What I have noticed is that circumstances, chance, opportunity, weather, work pressure, Paloma relation with her friends, a friendly greeting in a local shop all have an effect on how a radio show progresses. This winter feeling is two-sided. It has a kind of cozy-stay-at-home feeling and when you are on the streets, they are relatively and gloriously empty of people on bikes etc.
When Nina lived in Prague I would often dedicate radio shows to her and play songs with Nina in the title or lyrics because the magic of naming the object made the object feel that much closer. The same goes for La Paloma although less for the song “Paloma Blanca.”
My strategy continues unabated: to continue to flagrantly cross all style, genre, taste and elite lines to unite  what is common in all song [this does not mean I LIKE most music – I don’t, in fact, 90% of everything is crap including music. That is just the nature of our world and of culture in general. Most movies, music, TV, radio, magazines, books are crap but that 10% of everything is enough to keep me or you busy for 10 lifetimes. And sometimes it is just plain fun to investigate the abject and abhorrent because sometimes what you always believed to be abominable is actually [suddenly now?] quite listenable. This has much to do with changing hormone levels, the changing function of music in one’s life, the heat of the moment when you were part of some whatever style faction and thus did not give rejected genres of music a chance. There is also the intense factor of nostalgia or even stronger, the way that certain songs serve as road markers of intense emotional states in one’s life. You see how important early listening is in the creation of one’s taste palette – what we tolerate now has a lot to do with the pleasant memories associated with the songs of your youth… In fact, you can probably make a timeline of songs that mark each period of your life – until, for many people, they turn about 40 is, give or take a few years either way, when a lot of people seem to stop listening to music on almost any level except as necessary backwash fill…
Whenever Nina goes away overseas to save the workers of the world from the schemers who until ‘yesterday’ were considered the heroes and captains of industry and the authors of million sellers on how to become a millionaire she always leaves behind a detailed suggestion list on meal choices for me and Paloma. This is incredibly helpful, its like those walls they put up in bowling alleys for kids so they can’t throw gutter balls. Anyway, this time N. Even left little piles of coordinated outfits for Paloma for each day – starting with Tuesday on the left through Friday.
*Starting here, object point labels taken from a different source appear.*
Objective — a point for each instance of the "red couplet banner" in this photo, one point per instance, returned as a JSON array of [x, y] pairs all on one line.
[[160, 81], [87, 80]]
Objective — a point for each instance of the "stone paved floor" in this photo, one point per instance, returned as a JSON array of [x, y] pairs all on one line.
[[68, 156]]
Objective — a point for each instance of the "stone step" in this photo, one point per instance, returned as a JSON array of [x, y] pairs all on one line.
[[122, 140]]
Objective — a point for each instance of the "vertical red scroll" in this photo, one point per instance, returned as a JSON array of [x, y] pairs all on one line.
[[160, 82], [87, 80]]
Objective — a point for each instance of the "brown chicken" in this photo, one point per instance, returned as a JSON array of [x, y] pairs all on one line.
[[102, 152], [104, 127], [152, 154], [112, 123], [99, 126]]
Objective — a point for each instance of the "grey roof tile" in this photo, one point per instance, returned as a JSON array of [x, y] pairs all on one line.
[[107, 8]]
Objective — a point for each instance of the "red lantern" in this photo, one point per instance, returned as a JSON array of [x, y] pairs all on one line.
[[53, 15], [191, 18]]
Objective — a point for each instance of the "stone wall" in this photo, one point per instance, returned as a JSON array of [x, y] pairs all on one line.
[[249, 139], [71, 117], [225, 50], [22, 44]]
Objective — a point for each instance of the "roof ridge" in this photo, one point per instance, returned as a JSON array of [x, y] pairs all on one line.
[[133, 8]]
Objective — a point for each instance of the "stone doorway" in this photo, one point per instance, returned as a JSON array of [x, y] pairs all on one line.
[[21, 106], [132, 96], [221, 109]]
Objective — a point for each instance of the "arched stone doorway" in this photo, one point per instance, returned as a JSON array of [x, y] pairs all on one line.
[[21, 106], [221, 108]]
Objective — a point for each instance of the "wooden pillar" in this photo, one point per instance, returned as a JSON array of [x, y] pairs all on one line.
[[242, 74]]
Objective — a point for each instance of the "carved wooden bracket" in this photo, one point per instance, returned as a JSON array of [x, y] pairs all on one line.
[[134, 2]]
A recent article clipped from the New Yorker by ever-thoughtful Nina, by staff music writer Sasha Frere-Jones [I don’t always agree with her and I wonder how much that old socialist adage of beware of those with hyphenated names matters in this instance]. “Sales Force” details how “Balkanized” the Top 10s are in different media. Of the top 10 acts played on the radio, 7 are country acts, two hardrock and one pop star. The top 10 streamed videos “were largely songs by young women who sing R&B. 8 of the top 10 ringtones were hiphop. Two of the year’s best-selling record offer vivd illustration of how the market has fragmented … The Eagles’ “Long Road Out Of Eden,” released on their own independent label and available only at Wal-Mart, sold 2.6 million copies.” [The numerous facts contained in this small factoid alone explains why contempt for the Eagles is totally justified and a certain distrust of mass audiences (especially crusty consumer ex-hippies!) is also not so unjustified] “The biggest selling album of the year was Josh Grosbau’s ‘Noël,’ which sold 3.7 million copies despite being released in October.” Yikes!